I mean, we're watching it happen. I don't think it's hypothetical anymore.
I'm sorry but no, models are definitely not collapsing. They still have a million issues and are subject to a variety of local optima, but they are not collapsing in any way. It is not known whether this can even happen in large models, and if it can it would require months of active effort to generate the toxic data and fine-tune models on that data. Nobody is gonna spend that kind of money to shoot themselves in the foot.
Then why are newer versions of the major models performing so poorly? For instance, GPT 5.2 is definitely not an improvement over 4.5. What's the root cause?
The switch you mention (from 4th gen to 5th gen GPT) is when they introduced the model router, which created a lot of friction. Basically this will try to answer your question with as cheap a model as possible, so most of the time you won't be using flagship 5.2 but a 5.2-mini or 5.2-tiny which are seriously dumber. This is done to save money of course, and the only way to guarantee pure 5.2 usage is to go through the API where you pay for every token.
There's also a ton of affect and personal bias. Humans are notoriously bad at evaluating others intelligence, and this is especially true of chatbots which try to mimic specific personalities that may or may not mesh well with your own. For example, OpenAI's signature "salesman & bootlicker" personality is grating to me and i consistently think it's stupider than it is.
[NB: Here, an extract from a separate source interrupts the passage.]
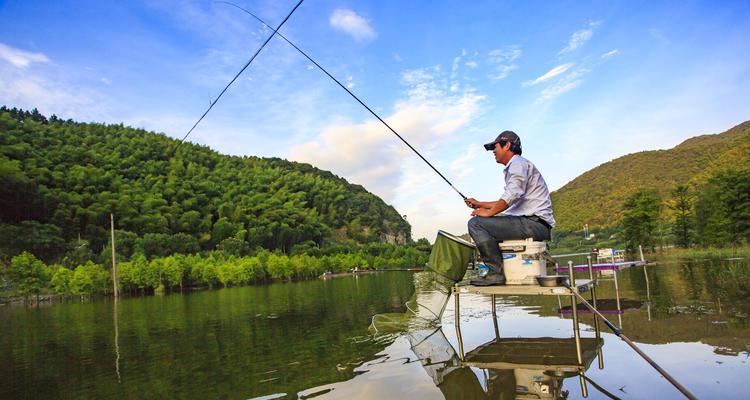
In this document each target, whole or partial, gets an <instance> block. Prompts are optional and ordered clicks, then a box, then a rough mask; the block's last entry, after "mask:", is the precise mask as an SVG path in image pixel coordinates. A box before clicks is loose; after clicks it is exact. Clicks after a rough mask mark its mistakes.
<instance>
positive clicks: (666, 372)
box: [568, 279, 697, 400]
mask: <svg viewBox="0 0 750 400" xmlns="http://www.w3.org/2000/svg"><path fill="white" fill-rule="evenodd" d="M571 280H572V279H571ZM568 289H570V291H571V292H572V293H573V294H574V295H575V296H576V297H578V299H579V300H581V301H582V302H583V305H585V306H586V307H588V309H589V310H591V312H593V313H594V314H596V316H597V317H599V318H601V320H602V321H603V322H604V324H605V325H607V327H609V329H611V330H612V332H613V333H614V334H615V335H617V337H619V338H620V339H622V341H624V342H625V343H627V344H628V346H630V347H631V348H632V349H633V350H635V352H636V353H638V355H640V356H641V357H643V359H644V360H646V362H648V363H649V364H650V365H651V366H652V367H654V369H656V370H657V371H659V373H660V374H661V375H662V376H663V377H664V378H666V379H667V380H668V381H669V383H671V384H672V385H673V386H674V387H675V388H677V390H679V391H680V392H682V394H684V395H685V397H687V398H688V399H690V400H697V397H695V396H694V395H693V394H692V393H690V391H689V390H687V388H685V387H684V386H682V384H680V382H677V380H676V379H674V378H673V377H672V376H671V375H669V373H668V372H667V371H665V370H664V369H663V368H662V367H660V366H659V364H657V363H656V361H654V360H652V359H651V357H649V356H647V355H646V353H644V352H643V351H641V349H639V348H638V346H636V345H635V343H633V342H632V341H631V340H630V339H628V337H627V336H625V334H624V333H622V329H619V328H618V327H616V326H614V325H613V324H612V323H611V322H609V320H608V319H607V318H605V317H604V315H602V314H601V313H600V312H599V311H598V310H597V309H596V308H594V306H592V305H591V304H589V302H588V301H586V299H585V298H584V297H583V296H581V294H580V293H578V291H577V290H576V289H575V288H574V287H573V285H570V286H568Z"/></svg>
I've even done a bit of double blind evaluation on various cognitive tasks to confirm my impression but the data really didn't agree with me. It's smart, roughly as smart as other models of its generation, but it's just fucking insufferable. It's like i see Sam Altman's shit eating grin each time i read a word from ChatGPT, that's why i stopped using it. That's a property of me, the human, not GPT, the machine.
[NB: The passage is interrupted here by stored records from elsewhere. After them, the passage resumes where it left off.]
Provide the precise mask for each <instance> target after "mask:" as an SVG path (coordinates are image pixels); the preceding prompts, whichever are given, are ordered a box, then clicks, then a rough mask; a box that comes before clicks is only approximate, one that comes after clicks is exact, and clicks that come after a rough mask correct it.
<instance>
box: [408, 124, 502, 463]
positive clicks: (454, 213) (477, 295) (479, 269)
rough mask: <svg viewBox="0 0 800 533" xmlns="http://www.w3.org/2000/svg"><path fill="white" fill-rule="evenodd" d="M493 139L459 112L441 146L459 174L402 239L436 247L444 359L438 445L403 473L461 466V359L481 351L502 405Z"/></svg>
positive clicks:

I feel that a lot of what is improving in the recent batch of model releases is the vetting of their training data - basically the opposite of model collapse.
Nothing requires an LLM to train on the entire internet.
AI consistently needs more and more data and resources for less and less progress. Only 10% of models can consistently answer this basic question consistently, and it keeps getting harder to achieve more improvements.
42 out of 53 models said to walk to the carwash.
And yet the best models outdid humans at this "car wash test." Humans got it right only 71.5% of the time.